Description of Untitled (Sprout), 1963/2018

31/08/2023 1 min
Description of Untitled (Sprout), 1963/2018

Listen "Description of Untitled (Sprout), 1963/2018"

Episode Synopsis

Access a slow-looking exercise related to this work.

Transcript
Marilee Talkington: This installation of "Untitled (Sprout)" by artist Lee Seung-taek was originally created in 1963 and refabricated in 2018, since the original was destroyed. Six large, freestanding sculptures are arranged across the gallery. They vary in size and distance, grouped between one to several feet apart. Similar widths, between 1 1/2 to 2 feet in diameter, they range in height from the smallest, just over 3 1/2 feet tall, to several just around 5 feet tall, and the tallest just over 6 feet.

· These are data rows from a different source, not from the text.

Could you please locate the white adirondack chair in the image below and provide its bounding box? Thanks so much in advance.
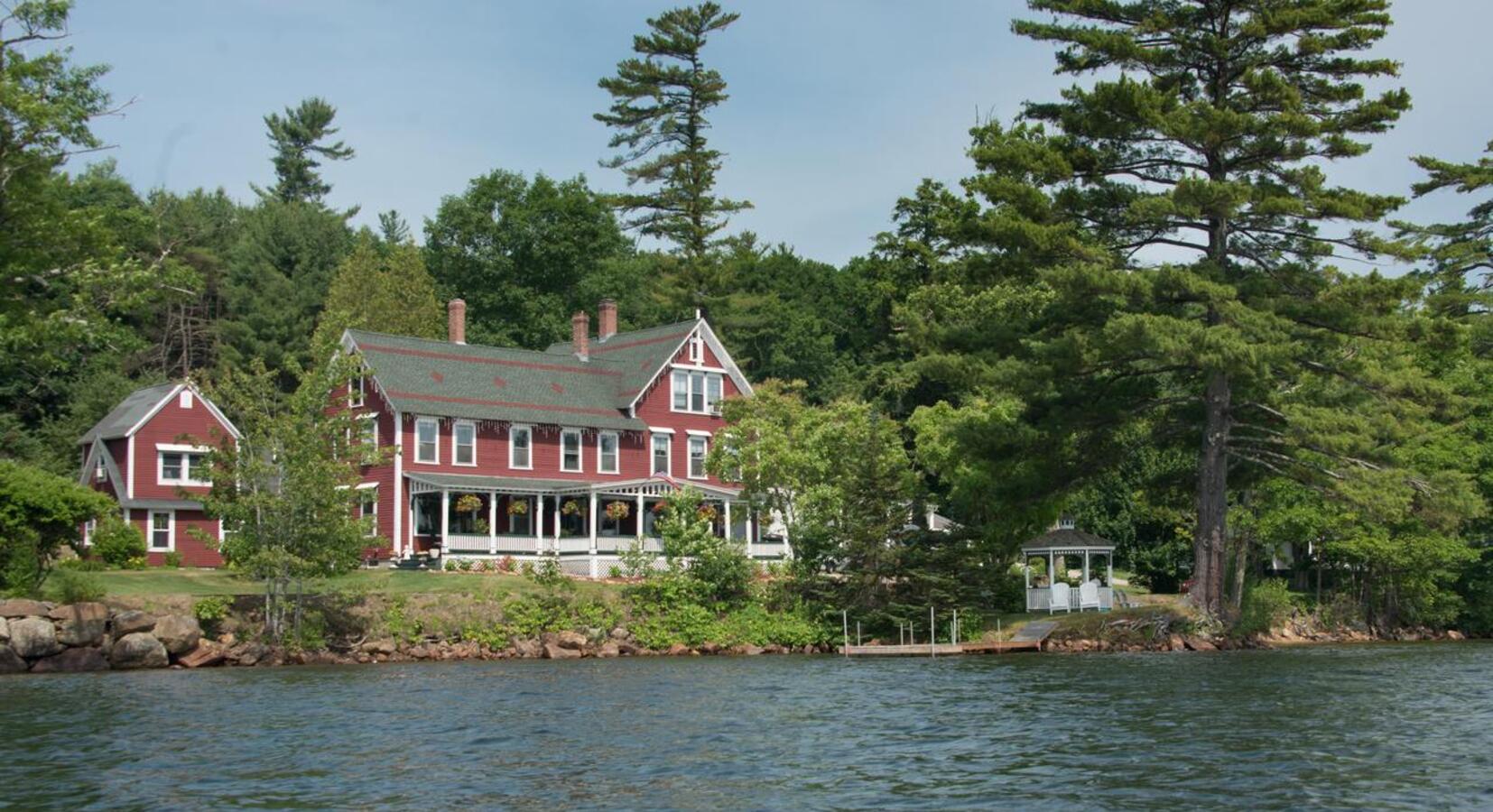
[1046,581,1073,615]
[1078,581,1099,612]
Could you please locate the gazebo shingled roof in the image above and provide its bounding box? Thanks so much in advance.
[1021,527,1116,552]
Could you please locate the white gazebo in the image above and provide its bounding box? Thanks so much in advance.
[1021,522,1116,612]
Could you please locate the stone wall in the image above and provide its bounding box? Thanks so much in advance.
[0,598,213,673]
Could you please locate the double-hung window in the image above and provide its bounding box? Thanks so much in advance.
[155,447,210,485]
[358,485,377,538]
[669,369,721,415]
[451,420,477,466]
[690,434,706,479]
[151,511,176,550]
[560,429,580,473]
[415,418,440,463]
[507,426,534,470]
[596,431,617,473]
[653,434,672,476]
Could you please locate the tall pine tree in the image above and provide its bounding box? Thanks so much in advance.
[596,3,751,305]
[904,0,1457,612]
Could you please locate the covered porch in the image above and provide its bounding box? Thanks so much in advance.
[408,473,787,577]
[1021,525,1116,612]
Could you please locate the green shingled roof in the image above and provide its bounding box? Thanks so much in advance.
[348,322,692,429]
[78,383,176,443]
[545,319,699,406]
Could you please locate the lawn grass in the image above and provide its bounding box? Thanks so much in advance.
[93,568,619,597]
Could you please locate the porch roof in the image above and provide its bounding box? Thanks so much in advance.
[404,472,740,499]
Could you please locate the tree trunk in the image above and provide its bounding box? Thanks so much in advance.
[1190,372,1230,615]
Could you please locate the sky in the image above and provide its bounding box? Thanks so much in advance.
[70,0,1493,264]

Lee was inspired by "onggi", traditional Korean earthenware used as tableware or for storage or fermenting. These unconventional earthenware sculptures are all similarly colored, painted a dark black and lacquered for a shiny finish. They are similarly shaped, as well, with the top of each shaped like a large teardrop with streaks of bright orange swirling and blazing across the surface like the flame on a candle stick. The bottom of the teardrop is flat, and it slightly overhangs its narrower columnar base roughly half the height of the teardrop. The whole structure gives the impression of closed buds sprouting from their stems.